🕒 A case for procrastinating on email
I saw this, around lunch time, one Wednesday.
https://twitter.com/andypiper/status/1222478036047745024?s=09
Starting my day with email
I learned, at my first full-time job, that very busy people are waiting on things from me. Here I am, a new grad, fresh out of school. And all these professionals are delayed in doing their important work. Why? Because their requests are languishing in my inbox.
But it was in university, when I first saw evidence of email response expectations. Group work team mates would sometimes complain about a person being a bottleneck because they had not responded to an email sent in the past hour.
I'll be damned if I became a bottleneck! I worked hard to stay on top of my email 💪🏽
There was, then, a constant pressure to respond to email quickly. There still is, now. Checking email feels like the smart place to start the day. It feels like a backlog. And I can't have a backlog.

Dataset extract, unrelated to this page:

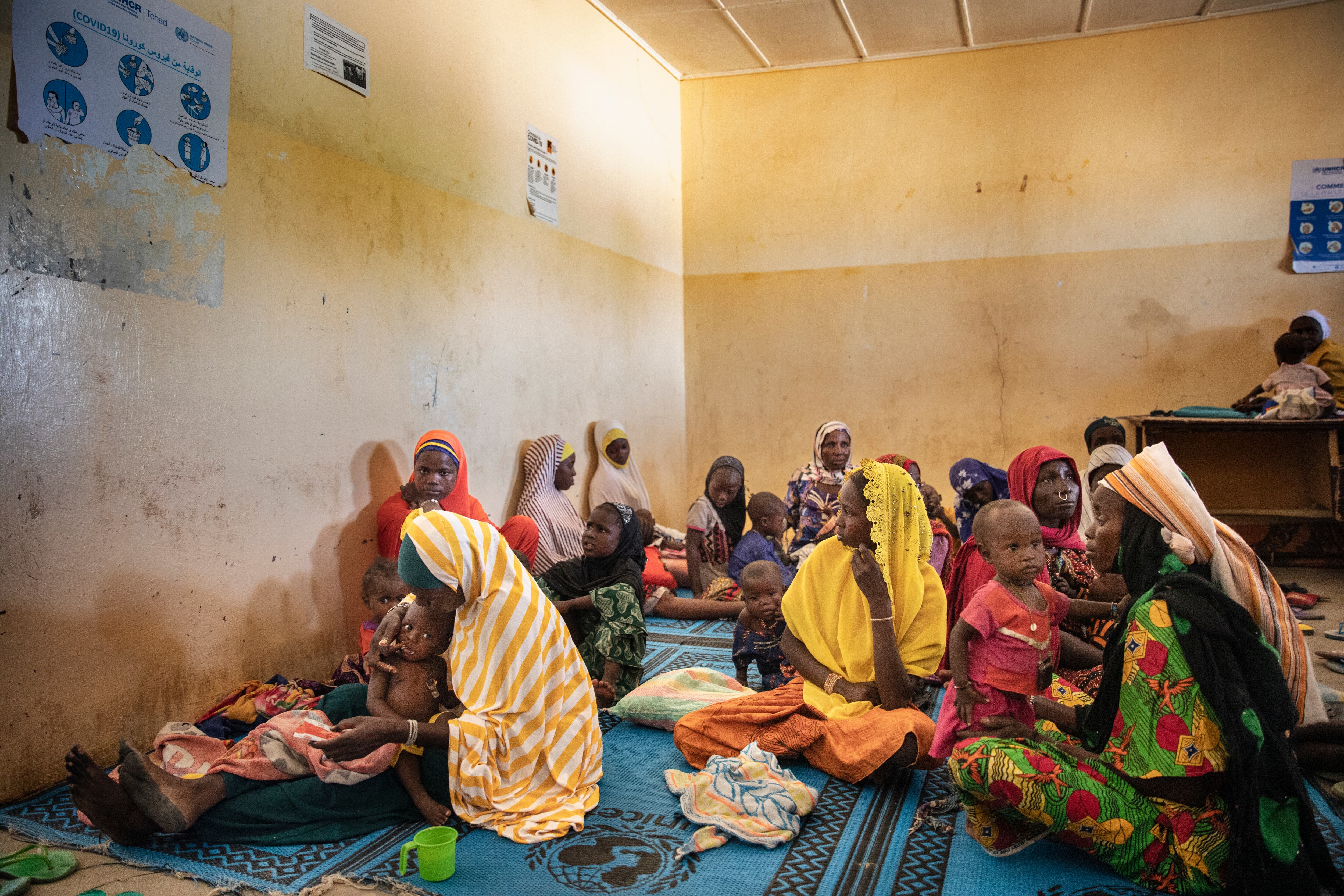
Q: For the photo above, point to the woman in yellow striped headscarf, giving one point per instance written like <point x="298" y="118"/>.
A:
<point x="526" y="755"/>
<point x="866" y="621"/>
<point x="523" y="759"/>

Clear the backlog, then I can get started with real work!
At first, the amount of email is not much of a burden. 📬
But I work in a knowledge economy. After a few years in this knowledge economy I, as a somewhat productive and semi-informed wage earner, have amassed countless contacts, subscriptions, and newsletters. With a daily backlog of email as proof of my success! 📬📬📬
"Put it off!", says my lizard brain.
And I, having learned to distrust impulses, think it a bad idea.
"Do it later!", says my rational brain.
Now I'm thinking I may have my wires crossed.
"There was a day when I looked up and realized, I had become someone who professionally replied to email, and who wrote as a hobby."
Neil Gaiman said that in a speech to uni graduates in 2012.
My LinkedIn headline is not Expert Email Writer. Responding to and writing new emails is a skill. It's not the job. It lets me achieve my goal, which should be something else entirely.
I don't like feeling that email was the achievement of the day. So, I'll take a page out of Neil's book.
Doing email after doing actual work
"I started answering fewer emails, and was relieved to find I was writing much more."
I pushed my window to do email into the afternoon. I now spend my mornings writing, coding, and creating in any form. In the afternoon, when I process my email, it helps me build out the following day.
Afternoons are for planning and arranging.
In a later newsletter, I'll talk about filtering email so that the inbox I check every day isn't full of literally everything. Some of the emails in there could wait till the weekend, or some other time to be done. And I can have separate inboxes for those, so I don't have to see them, until I need to see them.